The Europe Talks first-time voters event

39 participants from 24 EU countries. All of them under 23, and all will be voting for the first time in the upcoming EU elections. What happened at the Europe Talks x FTV event on May 31? Read on to find out.

Jun 6, 2024

By Madeleine Ghatavi

Europe Talks x FTV

Last Friday, May 31st, saw young people from nearly every country in the EU come together in Berlin to workshop solutions for Europe in anticipation of the upcoming European Parliament elections. 39 first-time Voters from 24 different countries were selected as applicants and divided into four groups relating to Security, Identity, Migration and Mobility. The First Time Voters Program was organized as part of Europe Talks, in collaboration with ZEIT ONLINE and Are We Europe, and was the first event to be hosted by Publix, a new space for media in Berlin.

The day began with opening speeches from mentors and project leads, including Sara Cooper and Sabrina Faramarzi. Each group was assigned a mentor with expertise in their given topic. The Security group was led by Sebastian Horn, head of AI at DIE ZEIT; the Identity group was led by Nicole Kleeb, Project Manager for Now Europe at the Bertelsmann Foundation; the Migration group was led by Vanessa Vu, editor in the X department at ZEIT ONLINE and co-author of Komm dahin, wo es still ist. Eine Erkundung. ; and the Mobility group was led by Viola Keel, science editor at ZEIT ONLINE.

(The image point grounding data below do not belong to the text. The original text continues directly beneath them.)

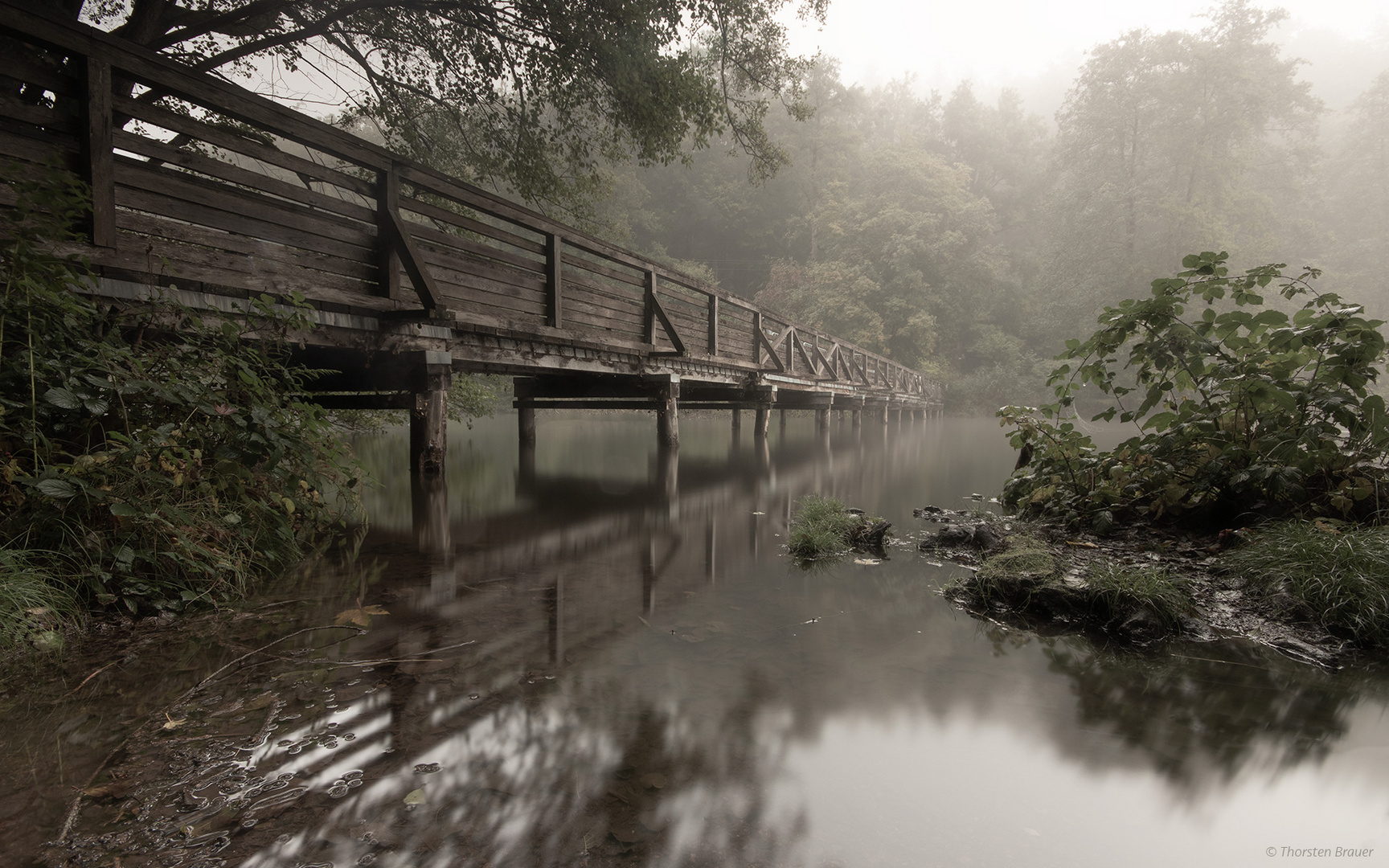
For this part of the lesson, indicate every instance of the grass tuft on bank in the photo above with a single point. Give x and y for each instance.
(824, 526)
(1335, 574)
(1028, 579)
(1124, 588)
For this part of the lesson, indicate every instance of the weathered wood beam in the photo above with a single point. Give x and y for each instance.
(387, 256)
(100, 171)
(654, 313)
(404, 246)
(555, 280)
(713, 324)
(761, 343)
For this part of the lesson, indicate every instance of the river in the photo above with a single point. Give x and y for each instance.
(603, 656)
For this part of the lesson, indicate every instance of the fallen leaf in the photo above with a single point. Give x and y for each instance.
(117, 789)
(360, 616)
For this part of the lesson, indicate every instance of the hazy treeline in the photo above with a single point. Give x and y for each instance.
(971, 240)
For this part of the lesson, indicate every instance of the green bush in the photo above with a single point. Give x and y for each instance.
(1236, 407)
(158, 454)
(1338, 574)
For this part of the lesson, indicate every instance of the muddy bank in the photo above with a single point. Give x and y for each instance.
(1138, 587)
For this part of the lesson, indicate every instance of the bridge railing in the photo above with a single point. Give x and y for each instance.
(198, 181)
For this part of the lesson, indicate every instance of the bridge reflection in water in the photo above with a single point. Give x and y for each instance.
(608, 660)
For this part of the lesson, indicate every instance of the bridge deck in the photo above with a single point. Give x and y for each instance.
(213, 192)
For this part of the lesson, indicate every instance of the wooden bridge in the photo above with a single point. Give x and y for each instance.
(209, 194)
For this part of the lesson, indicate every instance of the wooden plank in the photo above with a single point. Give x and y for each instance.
(32, 145)
(413, 263)
(459, 246)
(432, 211)
(599, 296)
(469, 264)
(555, 278)
(192, 211)
(713, 326)
(490, 299)
(100, 173)
(225, 171)
(346, 274)
(616, 295)
(612, 288)
(234, 102)
(507, 293)
(51, 120)
(21, 68)
(402, 246)
(229, 141)
(608, 272)
(656, 311)
(280, 219)
(137, 261)
(760, 338)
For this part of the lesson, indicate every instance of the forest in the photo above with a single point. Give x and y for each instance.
(973, 238)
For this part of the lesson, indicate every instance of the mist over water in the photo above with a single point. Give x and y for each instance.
(608, 660)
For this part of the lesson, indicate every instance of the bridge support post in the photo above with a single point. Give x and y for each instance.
(526, 424)
(667, 413)
(429, 416)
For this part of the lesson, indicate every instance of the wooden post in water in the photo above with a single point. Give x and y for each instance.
(667, 414)
(429, 416)
(526, 424)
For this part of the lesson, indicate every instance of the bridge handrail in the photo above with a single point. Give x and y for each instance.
(776, 343)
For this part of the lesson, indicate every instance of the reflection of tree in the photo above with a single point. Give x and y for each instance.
(1210, 710)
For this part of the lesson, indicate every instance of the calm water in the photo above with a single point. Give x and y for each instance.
(603, 657)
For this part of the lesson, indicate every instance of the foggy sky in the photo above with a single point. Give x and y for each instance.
(1005, 40)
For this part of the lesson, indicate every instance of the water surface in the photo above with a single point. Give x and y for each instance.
(599, 654)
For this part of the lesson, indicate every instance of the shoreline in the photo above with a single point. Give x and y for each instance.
(1066, 599)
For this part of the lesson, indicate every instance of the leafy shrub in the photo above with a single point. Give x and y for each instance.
(1236, 410)
(154, 452)
(1338, 574)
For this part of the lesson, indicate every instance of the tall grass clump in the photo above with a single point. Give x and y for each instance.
(150, 457)
(822, 526)
(1123, 588)
(1339, 574)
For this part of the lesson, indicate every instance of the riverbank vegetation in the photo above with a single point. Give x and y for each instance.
(153, 459)
(824, 526)
(1256, 427)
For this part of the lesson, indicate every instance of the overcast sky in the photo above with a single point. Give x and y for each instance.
(998, 40)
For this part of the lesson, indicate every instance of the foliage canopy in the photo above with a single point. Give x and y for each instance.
(527, 95)
(1239, 407)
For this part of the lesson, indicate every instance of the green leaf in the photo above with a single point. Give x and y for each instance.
(64, 399)
(57, 489)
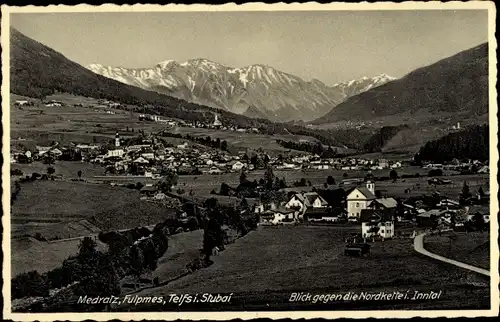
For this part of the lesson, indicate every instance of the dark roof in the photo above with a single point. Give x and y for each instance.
(367, 193)
(376, 215)
(148, 188)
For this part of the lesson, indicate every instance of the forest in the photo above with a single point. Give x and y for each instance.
(470, 143)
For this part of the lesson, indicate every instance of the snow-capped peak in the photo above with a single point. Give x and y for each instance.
(165, 63)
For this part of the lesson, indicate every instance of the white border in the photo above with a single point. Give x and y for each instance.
(311, 6)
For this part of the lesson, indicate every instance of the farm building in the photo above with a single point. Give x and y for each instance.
(377, 223)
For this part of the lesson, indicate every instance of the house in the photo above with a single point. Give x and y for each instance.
(214, 170)
(148, 190)
(377, 223)
(258, 208)
(359, 199)
(115, 153)
(304, 201)
(21, 103)
(279, 216)
(321, 214)
(238, 165)
(429, 218)
(484, 169)
(141, 160)
(384, 203)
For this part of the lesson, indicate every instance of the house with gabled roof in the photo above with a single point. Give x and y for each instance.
(360, 198)
(377, 222)
(308, 200)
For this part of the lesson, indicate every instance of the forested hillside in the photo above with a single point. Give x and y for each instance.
(471, 143)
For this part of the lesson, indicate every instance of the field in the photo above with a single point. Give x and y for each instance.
(202, 185)
(42, 125)
(31, 254)
(182, 249)
(110, 208)
(263, 268)
(246, 141)
(66, 169)
(471, 248)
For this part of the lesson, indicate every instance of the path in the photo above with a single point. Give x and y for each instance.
(418, 244)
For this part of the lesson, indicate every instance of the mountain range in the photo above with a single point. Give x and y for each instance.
(457, 84)
(255, 91)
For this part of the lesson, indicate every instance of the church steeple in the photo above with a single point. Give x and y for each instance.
(117, 140)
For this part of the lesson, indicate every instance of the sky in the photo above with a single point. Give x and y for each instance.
(331, 46)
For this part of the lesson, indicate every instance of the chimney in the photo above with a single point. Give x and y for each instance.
(370, 186)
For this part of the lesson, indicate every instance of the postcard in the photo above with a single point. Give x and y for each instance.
(242, 161)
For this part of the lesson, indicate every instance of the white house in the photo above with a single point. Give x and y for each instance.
(279, 216)
(21, 103)
(359, 199)
(115, 153)
(377, 223)
(303, 201)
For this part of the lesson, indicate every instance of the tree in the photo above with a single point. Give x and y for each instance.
(465, 195)
(394, 175)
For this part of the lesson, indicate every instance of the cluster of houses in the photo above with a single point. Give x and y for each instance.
(459, 165)
(377, 216)
(315, 162)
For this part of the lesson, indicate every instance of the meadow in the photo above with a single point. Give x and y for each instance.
(263, 268)
(202, 185)
(32, 254)
(92, 124)
(108, 207)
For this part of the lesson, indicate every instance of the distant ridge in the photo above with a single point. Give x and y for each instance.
(457, 84)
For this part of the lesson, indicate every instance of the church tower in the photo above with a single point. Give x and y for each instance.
(370, 185)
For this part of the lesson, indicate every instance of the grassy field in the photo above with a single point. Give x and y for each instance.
(202, 185)
(67, 169)
(264, 267)
(30, 254)
(182, 249)
(67, 124)
(471, 248)
(109, 207)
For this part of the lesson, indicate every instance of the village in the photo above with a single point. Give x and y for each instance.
(142, 161)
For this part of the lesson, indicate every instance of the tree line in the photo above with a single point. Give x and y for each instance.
(471, 143)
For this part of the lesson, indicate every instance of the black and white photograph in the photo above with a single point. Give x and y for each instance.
(334, 160)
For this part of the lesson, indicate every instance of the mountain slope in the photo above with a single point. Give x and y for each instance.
(255, 90)
(455, 84)
(38, 71)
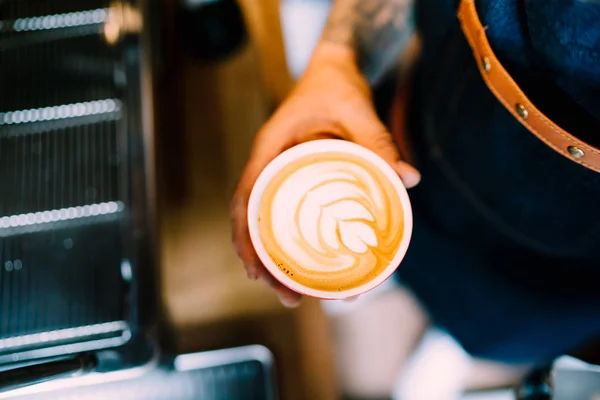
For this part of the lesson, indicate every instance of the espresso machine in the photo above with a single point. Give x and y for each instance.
(80, 311)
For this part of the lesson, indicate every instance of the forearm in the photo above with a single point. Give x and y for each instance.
(376, 31)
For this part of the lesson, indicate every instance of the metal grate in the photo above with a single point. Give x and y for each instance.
(63, 273)
(247, 378)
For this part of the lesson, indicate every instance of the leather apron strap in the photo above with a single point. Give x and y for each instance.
(512, 97)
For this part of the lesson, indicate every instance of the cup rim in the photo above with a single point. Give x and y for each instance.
(323, 146)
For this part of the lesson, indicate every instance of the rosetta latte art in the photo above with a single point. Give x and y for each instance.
(331, 221)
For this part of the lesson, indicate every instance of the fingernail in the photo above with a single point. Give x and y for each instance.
(251, 272)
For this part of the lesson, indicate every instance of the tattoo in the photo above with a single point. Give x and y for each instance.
(377, 30)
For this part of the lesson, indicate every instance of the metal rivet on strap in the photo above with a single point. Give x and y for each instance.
(486, 64)
(576, 152)
(522, 111)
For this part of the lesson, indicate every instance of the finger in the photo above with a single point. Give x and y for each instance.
(287, 297)
(372, 134)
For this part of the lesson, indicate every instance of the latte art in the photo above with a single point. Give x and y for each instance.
(331, 221)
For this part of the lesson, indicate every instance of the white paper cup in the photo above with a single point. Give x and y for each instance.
(324, 146)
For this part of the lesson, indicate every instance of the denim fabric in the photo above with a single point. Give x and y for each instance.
(506, 246)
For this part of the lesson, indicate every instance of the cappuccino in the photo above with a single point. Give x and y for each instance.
(331, 220)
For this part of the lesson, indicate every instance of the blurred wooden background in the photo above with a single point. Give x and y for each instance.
(213, 112)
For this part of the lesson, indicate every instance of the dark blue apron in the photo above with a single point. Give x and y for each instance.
(506, 247)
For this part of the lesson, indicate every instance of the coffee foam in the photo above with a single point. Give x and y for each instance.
(331, 221)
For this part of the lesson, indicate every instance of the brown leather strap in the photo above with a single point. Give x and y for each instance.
(515, 101)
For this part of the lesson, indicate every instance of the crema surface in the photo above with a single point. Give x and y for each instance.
(331, 221)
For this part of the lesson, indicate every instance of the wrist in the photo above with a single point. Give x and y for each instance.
(328, 53)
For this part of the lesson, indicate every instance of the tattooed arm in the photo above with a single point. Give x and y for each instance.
(376, 30)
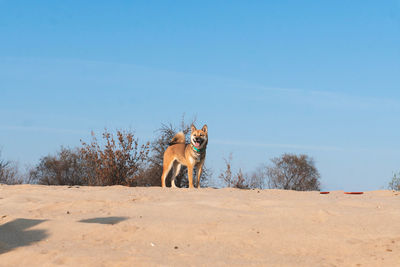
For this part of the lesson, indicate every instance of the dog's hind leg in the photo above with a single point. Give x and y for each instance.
(166, 169)
(176, 167)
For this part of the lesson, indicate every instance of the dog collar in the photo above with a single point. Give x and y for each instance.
(198, 150)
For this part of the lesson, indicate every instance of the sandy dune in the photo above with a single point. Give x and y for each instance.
(121, 226)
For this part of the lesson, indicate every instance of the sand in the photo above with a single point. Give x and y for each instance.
(122, 226)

Under the guidance of mentors and design coaches from Are We Europe, participants embarked on design sprints to answer the four challenge questions presented to each group. First, each group worked with their mentor to create a common framework for approaching the question related to their topic. Then, design coaches were introduced to give strategies for breaking down and forming solutions to the questions. At the end of the day, each group presented their solutions to an audience of journalists, civil society actors, foundations, and other invited guests.

The four challenge questions to be answered were:

  1. Security: how can Europe protect itself against foreign state aggression?

  2. Identity: what should be the role of the EU in coming decades?

  3. Migration: how should Europe manage migration and emigration?

  4. Mobility: what does the future of mobility in Europe look like?

The security group brought a diversity of perspectives to the table. Their proposed solutions included mining more fossil fuels to maintain economic sovereignty under Russian aggression, even at the expense of the planet. They also proposed that the EU invest heavily in creating its own ammonia, which would allow the domestic production of weapons and increase food supply. They also proposed de-weaponization and pacifist culture-building as strong elements of the EU’s foreign policy, and allocating resources for open dialogue between generational groups and education to reduce misinformation among vulnerable segments of the population.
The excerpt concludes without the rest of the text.